The ability to detect single genes by exon microarray and tag-seq was exemplified by analysing the mRNA expression levels as a function of sample purity for three different B-cell mRNA transcripts. The mRNA expression levels of CD74, HLA
DRA, and BCL6 followed a linear relationship as a function of sample purity for exon microarray, whereas larger fluctuations were observed for tag-seq (Figure 3). Feng et al. demonstrated an increased coefficient of variation when detecting low-abundant mRNA transcripts by tag-seq . With increased sequencing depth, detection of low-abundant mRNA transcript will probably become more accurate . Feng et al. described the relationship between total sequence volume and information of mRNA expression levels as a sigmoid function. This means the deeper the sequencing, the greater the information . The present work demonstrates that the difference in the ability to detect the three genes above depends on the sample purity and the initial abundance in the pure B-cell sample. Tag-seq showed a tendency to have higher ability to detect highly abundant transcripts compared to exon microarray, supporting previous observations [5, 14].
Based on the analysis of the three selected single genes, we demonstrated that the best detection ability corresponds to the highly abundant malignant B-cell transcripts, and there was an actual loss in the ability to detect low-abundant mRNA transcripts in samples with low purity. For BCL6, as a low-abundant gene, it was evident that a malignant B-cell frequency above 20-50% was required for reliable transcript detection. This supports the observed proportional relationship between the ability to detect genes and increasing sample purity.

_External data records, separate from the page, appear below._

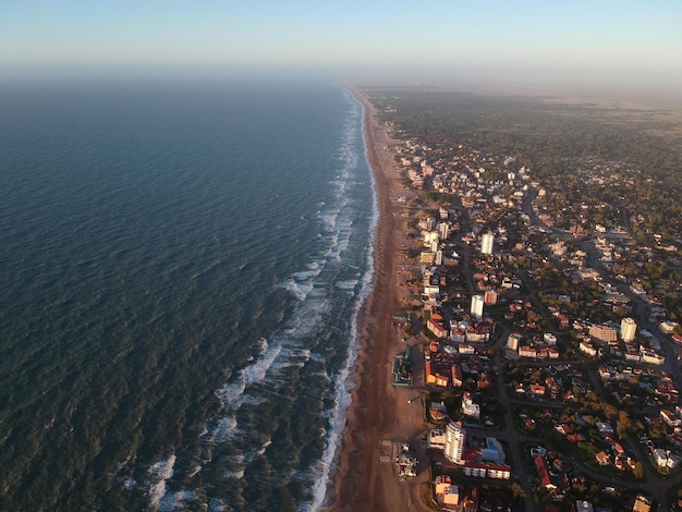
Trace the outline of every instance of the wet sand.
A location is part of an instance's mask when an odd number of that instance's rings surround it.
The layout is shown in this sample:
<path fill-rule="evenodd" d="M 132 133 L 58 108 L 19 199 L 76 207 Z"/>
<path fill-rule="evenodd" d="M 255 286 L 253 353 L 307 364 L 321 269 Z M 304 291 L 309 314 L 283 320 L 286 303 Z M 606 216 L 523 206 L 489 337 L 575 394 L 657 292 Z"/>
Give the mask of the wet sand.
<path fill-rule="evenodd" d="M 407 243 L 406 218 L 401 215 L 405 205 L 397 200 L 406 191 L 389 148 L 393 142 L 376 121 L 375 109 L 366 97 L 356 89 L 352 93 L 364 106 L 365 139 L 377 186 L 379 222 L 374 287 L 360 319 L 361 348 L 353 369 L 355 388 L 326 510 L 421 510 L 417 486 L 426 481 L 426 468 L 419 467 L 418 478 L 400 481 L 395 465 L 380 461 L 382 440 L 417 439 L 418 443 L 425 428 L 422 401 L 414 400 L 418 392 L 393 387 L 391 375 L 394 354 L 405 349 L 404 331 L 392 325 L 392 315 L 406 312 L 410 293 L 404 284 L 402 261 L 402 245 Z M 416 343 L 416 339 L 407 342 Z M 416 355 L 418 351 L 413 353 Z M 415 371 L 414 377 L 419 382 L 422 375 Z"/>

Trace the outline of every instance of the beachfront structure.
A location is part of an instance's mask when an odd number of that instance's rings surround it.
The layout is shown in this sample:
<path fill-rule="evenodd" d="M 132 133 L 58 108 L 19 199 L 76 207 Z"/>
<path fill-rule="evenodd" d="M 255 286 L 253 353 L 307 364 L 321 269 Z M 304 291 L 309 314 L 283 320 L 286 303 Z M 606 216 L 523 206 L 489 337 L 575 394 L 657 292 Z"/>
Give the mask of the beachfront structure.
<path fill-rule="evenodd" d="M 485 304 L 485 300 L 483 295 L 474 295 L 472 297 L 471 314 L 476 320 L 480 320 L 480 318 L 483 318 L 483 305 L 484 304 Z"/>
<path fill-rule="evenodd" d="M 632 318 L 623 318 L 620 322 L 620 337 L 623 341 L 633 341 L 637 333 L 637 322 Z"/>
<path fill-rule="evenodd" d="M 492 254 L 492 244 L 495 244 L 495 235 L 492 233 L 484 233 L 480 236 L 480 254 Z"/>
<path fill-rule="evenodd" d="M 443 448 L 446 459 L 455 464 L 461 464 L 465 438 L 466 430 L 461 423 L 448 424 L 446 427 L 446 447 Z"/>

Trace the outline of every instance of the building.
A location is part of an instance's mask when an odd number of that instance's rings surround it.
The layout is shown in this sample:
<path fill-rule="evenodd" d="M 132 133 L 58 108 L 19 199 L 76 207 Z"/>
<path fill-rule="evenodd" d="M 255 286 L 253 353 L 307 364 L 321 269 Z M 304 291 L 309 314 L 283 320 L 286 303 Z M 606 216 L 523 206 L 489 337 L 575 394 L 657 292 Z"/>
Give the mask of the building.
<path fill-rule="evenodd" d="M 480 254 L 492 254 L 494 244 L 495 235 L 492 233 L 484 233 L 480 236 Z"/>
<path fill-rule="evenodd" d="M 620 337 L 623 341 L 633 341 L 637 333 L 637 322 L 632 318 L 623 318 L 620 322 Z"/>
<path fill-rule="evenodd" d="M 589 337 L 605 343 L 618 341 L 618 331 L 612 327 L 595 325 L 589 328 Z"/>
<path fill-rule="evenodd" d="M 472 297 L 472 308 L 471 314 L 476 320 L 480 320 L 483 318 L 483 305 L 485 300 L 483 295 L 474 295 Z"/>
<path fill-rule="evenodd" d="M 443 455 L 450 462 L 460 464 L 462 462 L 462 454 L 464 453 L 464 439 L 466 438 L 466 430 L 461 423 L 449 423 L 446 427 L 446 448 L 443 449 Z"/>

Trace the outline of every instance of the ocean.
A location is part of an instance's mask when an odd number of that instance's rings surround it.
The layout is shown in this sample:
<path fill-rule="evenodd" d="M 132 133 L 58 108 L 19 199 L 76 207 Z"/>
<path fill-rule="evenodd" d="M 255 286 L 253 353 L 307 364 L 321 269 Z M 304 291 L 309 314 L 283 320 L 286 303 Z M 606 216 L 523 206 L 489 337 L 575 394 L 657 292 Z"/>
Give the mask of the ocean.
<path fill-rule="evenodd" d="M 322 507 L 376 203 L 334 85 L 0 84 L 0 509 Z"/>

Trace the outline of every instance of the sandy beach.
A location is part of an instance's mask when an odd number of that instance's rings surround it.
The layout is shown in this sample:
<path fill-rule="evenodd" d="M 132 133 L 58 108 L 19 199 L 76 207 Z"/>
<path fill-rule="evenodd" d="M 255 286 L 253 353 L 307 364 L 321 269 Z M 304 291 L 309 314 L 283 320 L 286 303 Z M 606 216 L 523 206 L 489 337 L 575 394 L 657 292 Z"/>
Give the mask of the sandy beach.
<path fill-rule="evenodd" d="M 406 219 L 400 215 L 404 204 L 400 206 L 397 200 L 406 191 L 389 148 L 392 141 L 376 122 L 374 107 L 361 92 L 352 93 L 364 105 L 365 138 L 377 185 L 379 223 L 374 288 L 360 324 L 355 389 L 326 510 L 421 510 L 417 487 L 427 479 L 426 468 L 419 467 L 418 478 L 400 481 L 395 465 L 380 461 L 382 441 L 414 441 L 424 430 L 422 400 L 414 400 L 419 397 L 418 391 L 394 388 L 391 383 L 394 354 L 405 349 L 404 332 L 392 326 L 391 316 L 405 313 L 409 294 L 402 263 L 402 245 L 407 243 Z M 407 343 L 416 343 L 416 339 Z M 418 382 L 422 373 L 415 369 Z"/>

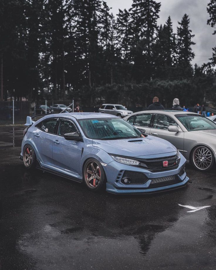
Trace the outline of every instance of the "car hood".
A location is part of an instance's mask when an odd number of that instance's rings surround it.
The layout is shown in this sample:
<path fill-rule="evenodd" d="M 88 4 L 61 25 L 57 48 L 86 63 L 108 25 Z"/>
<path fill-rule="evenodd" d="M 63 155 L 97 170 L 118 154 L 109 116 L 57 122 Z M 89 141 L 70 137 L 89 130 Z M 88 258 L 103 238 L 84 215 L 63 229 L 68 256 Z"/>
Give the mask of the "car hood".
<path fill-rule="evenodd" d="M 120 112 L 126 112 L 127 113 L 131 112 L 131 113 L 133 113 L 133 112 L 132 111 L 129 111 L 129 110 L 117 110 Z"/>
<path fill-rule="evenodd" d="M 92 144 L 94 146 L 109 153 L 141 158 L 150 155 L 163 156 L 160 154 L 176 151 L 176 148 L 170 143 L 151 136 L 134 139 L 106 141 L 93 140 Z M 168 155 L 164 155 L 164 156 Z"/>
<path fill-rule="evenodd" d="M 216 129 L 205 129 L 205 130 L 191 131 L 189 132 L 196 133 L 199 135 L 210 135 L 216 137 Z"/>

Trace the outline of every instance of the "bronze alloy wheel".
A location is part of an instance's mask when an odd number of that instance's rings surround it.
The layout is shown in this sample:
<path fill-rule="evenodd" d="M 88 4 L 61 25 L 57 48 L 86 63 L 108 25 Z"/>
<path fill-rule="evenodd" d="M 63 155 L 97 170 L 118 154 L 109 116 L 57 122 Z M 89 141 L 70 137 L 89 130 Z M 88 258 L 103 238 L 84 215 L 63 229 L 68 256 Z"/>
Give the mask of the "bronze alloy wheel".
<path fill-rule="evenodd" d="M 213 165 L 213 156 L 210 149 L 206 146 L 199 146 L 195 148 L 192 158 L 194 167 L 199 171 L 208 171 Z"/>
<path fill-rule="evenodd" d="M 101 173 L 99 165 L 96 161 L 91 160 L 85 166 L 84 178 L 87 186 L 93 189 L 100 183 Z"/>
<path fill-rule="evenodd" d="M 26 166 L 29 167 L 32 162 L 32 151 L 29 146 L 27 146 L 25 148 L 23 153 L 23 161 Z"/>

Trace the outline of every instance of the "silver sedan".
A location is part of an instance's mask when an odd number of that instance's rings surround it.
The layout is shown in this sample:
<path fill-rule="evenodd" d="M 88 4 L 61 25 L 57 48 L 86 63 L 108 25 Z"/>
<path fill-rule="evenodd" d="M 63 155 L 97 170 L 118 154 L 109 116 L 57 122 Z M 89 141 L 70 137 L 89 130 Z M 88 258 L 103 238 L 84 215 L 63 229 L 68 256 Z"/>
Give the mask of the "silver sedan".
<path fill-rule="evenodd" d="M 145 134 L 174 145 L 196 169 L 215 165 L 216 124 L 198 114 L 178 111 L 144 111 L 124 118 Z"/>

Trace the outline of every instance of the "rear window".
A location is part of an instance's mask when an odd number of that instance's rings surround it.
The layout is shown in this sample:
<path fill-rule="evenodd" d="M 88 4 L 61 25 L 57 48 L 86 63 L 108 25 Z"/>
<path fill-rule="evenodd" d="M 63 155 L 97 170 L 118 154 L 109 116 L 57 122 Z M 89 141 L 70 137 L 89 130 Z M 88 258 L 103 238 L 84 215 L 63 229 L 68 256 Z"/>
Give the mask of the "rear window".
<path fill-rule="evenodd" d="M 49 118 L 41 121 L 36 126 L 44 132 L 54 133 L 57 123 L 57 118 Z"/>

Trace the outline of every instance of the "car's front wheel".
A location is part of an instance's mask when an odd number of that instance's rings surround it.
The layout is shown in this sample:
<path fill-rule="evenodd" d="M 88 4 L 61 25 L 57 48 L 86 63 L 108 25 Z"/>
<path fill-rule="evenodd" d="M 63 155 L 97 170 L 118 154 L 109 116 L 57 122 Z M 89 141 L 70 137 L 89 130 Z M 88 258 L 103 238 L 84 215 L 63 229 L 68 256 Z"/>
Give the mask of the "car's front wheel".
<path fill-rule="evenodd" d="M 23 160 L 24 166 L 27 169 L 35 167 L 36 156 L 34 149 L 29 144 L 26 144 L 24 147 Z"/>
<path fill-rule="evenodd" d="M 89 189 L 97 192 L 105 189 L 105 172 L 97 159 L 92 158 L 86 161 L 83 167 L 83 174 L 85 183 Z"/>
<path fill-rule="evenodd" d="M 215 158 L 211 151 L 206 146 L 200 146 L 192 150 L 191 161 L 194 167 L 198 171 L 209 171 L 215 163 Z"/>

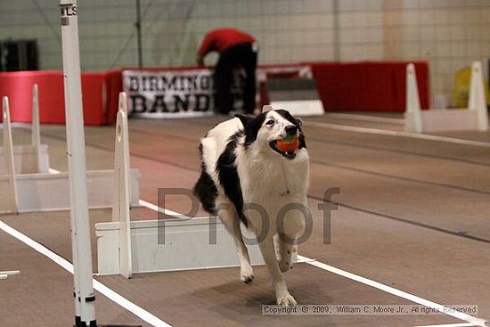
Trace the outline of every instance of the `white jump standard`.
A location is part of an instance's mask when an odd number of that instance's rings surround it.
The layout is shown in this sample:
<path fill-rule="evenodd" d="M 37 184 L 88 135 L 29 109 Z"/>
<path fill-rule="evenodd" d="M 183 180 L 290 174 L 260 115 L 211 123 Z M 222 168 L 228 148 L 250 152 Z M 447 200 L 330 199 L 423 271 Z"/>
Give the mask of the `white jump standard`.
<path fill-rule="evenodd" d="M 421 110 L 415 68 L 406 66 L 405 131 L 413 133 L 488 130 L 488 113 L 485 102 L 483 71 L 480 61 L 471 67 L 471 85 L 468 109 Z"/>
<path fill-rule="evenodd" d="M 39 134 L 39 107 L 37 101 L 37 85 L 32 86 L 32 123 L 31 143 L 13 146 L 13 162 L 16 174 L 48 173 L 49 155 L 47 145 L 41 144 Z M 3 165 L 4 150 L 0 149 L 0 175 L 5 174 Z"/>

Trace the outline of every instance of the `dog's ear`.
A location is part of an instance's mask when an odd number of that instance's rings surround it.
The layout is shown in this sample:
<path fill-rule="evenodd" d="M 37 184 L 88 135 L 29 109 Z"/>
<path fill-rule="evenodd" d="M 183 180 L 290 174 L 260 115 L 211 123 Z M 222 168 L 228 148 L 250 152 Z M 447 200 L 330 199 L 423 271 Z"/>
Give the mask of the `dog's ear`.
<path fill-rule="evenodd" d="M 262 107 L 262 113 L 270 111 L 273 110 L 273 106 L 270 104 L 265 104 L 264 107 Z"/>
<path fill-rule="evenodd" d="M 241 124 L 243 124 L 243 127 L 247 127 L 252 120 L 255 119 L 252 116 L 247 116 L 242 114 L 236 114 L 235 117 L 239 119 L 241 121 Z"/>

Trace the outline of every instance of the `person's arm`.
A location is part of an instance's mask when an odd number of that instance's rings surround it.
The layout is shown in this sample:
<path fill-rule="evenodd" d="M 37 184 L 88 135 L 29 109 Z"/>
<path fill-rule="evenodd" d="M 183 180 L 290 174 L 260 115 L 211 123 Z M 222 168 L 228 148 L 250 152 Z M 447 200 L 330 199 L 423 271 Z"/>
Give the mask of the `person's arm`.
<path fill-rule="evenodd" d="M 204 57 L 209 52 L 213 51 L 213 37 L 214 37 L 211 33 L 208 33 L 204 37 L 204 40 L 202 40 L 202 44 L 199 48 L 197 56 L 197 63 L 199 66 L 204 66 Z"/>

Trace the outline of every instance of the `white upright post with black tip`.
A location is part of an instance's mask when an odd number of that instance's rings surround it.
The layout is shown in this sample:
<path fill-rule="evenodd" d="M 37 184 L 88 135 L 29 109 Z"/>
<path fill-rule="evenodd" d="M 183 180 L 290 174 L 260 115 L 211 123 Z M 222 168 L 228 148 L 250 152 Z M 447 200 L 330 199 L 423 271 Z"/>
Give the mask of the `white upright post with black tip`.
<path fill-rule="evenodd" d="M 39 129 L 39 100 L 37 84 L 32 86 L 32 135 L 30 145 L 34 148 L 34 160 L 37 173 L 41 173 L 41 131 Z"/>
<path fill-rule="evenodd" d="M 6 190 L 7 196 L 2 200 L 9 208 L 11 213 L 16 214 L 19 211 L 19 200 L 17 198 L 17 184 L 15 181 L 15 164 L 13 162 L 13 143 L 12 140 L 12 125 L 10 121 L 9 98 L 2 98 L 2 115 L 4 117 L 4 160 L 5 166 L 5 179 L 7 180 Z"/>
<path fill-rule="evenodd" d="M 96 326 L 86 192 L 77 0 L 61 0 L 71 245 L 77 327 Z"/>

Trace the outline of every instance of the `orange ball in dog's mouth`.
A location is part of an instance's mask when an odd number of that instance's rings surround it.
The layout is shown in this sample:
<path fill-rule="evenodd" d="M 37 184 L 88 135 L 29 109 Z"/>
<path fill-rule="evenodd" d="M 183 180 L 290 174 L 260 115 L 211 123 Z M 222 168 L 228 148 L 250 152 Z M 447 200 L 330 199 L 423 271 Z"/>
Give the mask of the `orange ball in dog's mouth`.
<path fill-rule="evenodd" d="M 275 144 L 277 148 L 283 152 L 294 152 L 299 146 L 299 138 L 297 137 L 290 143 L 287 143 L 284 140 L 277 140 Z"/>
<path fill-rule="evenodd" d="M 297 136 L 288 137 L 283 140 L 271 142 L 271 148 L 287 159 L 294 159 L 295 151 L 299 147 L 299 138 Z"/>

The next obvious step for a follow-up study within this theme is to make serial dilutions of malignant B-cells into normal B-cells, T-cells and macrophages. Our results show that basic requirements of detection abilities can be identified and detection capabilities can be studied in a formal framework. Other directions for future studies include RNA-Seq on the entire poly-A fraction. This may help to detect even very low-abundant transcript, possibly helping to identify malignant B-cell specific transcript, i.e. alternative splicing isoforms, which are missed by tag-seq or more interestingly the fusion transcripts, which are cancer-specific and may dramatically help to create the conditions for establishing a future model system.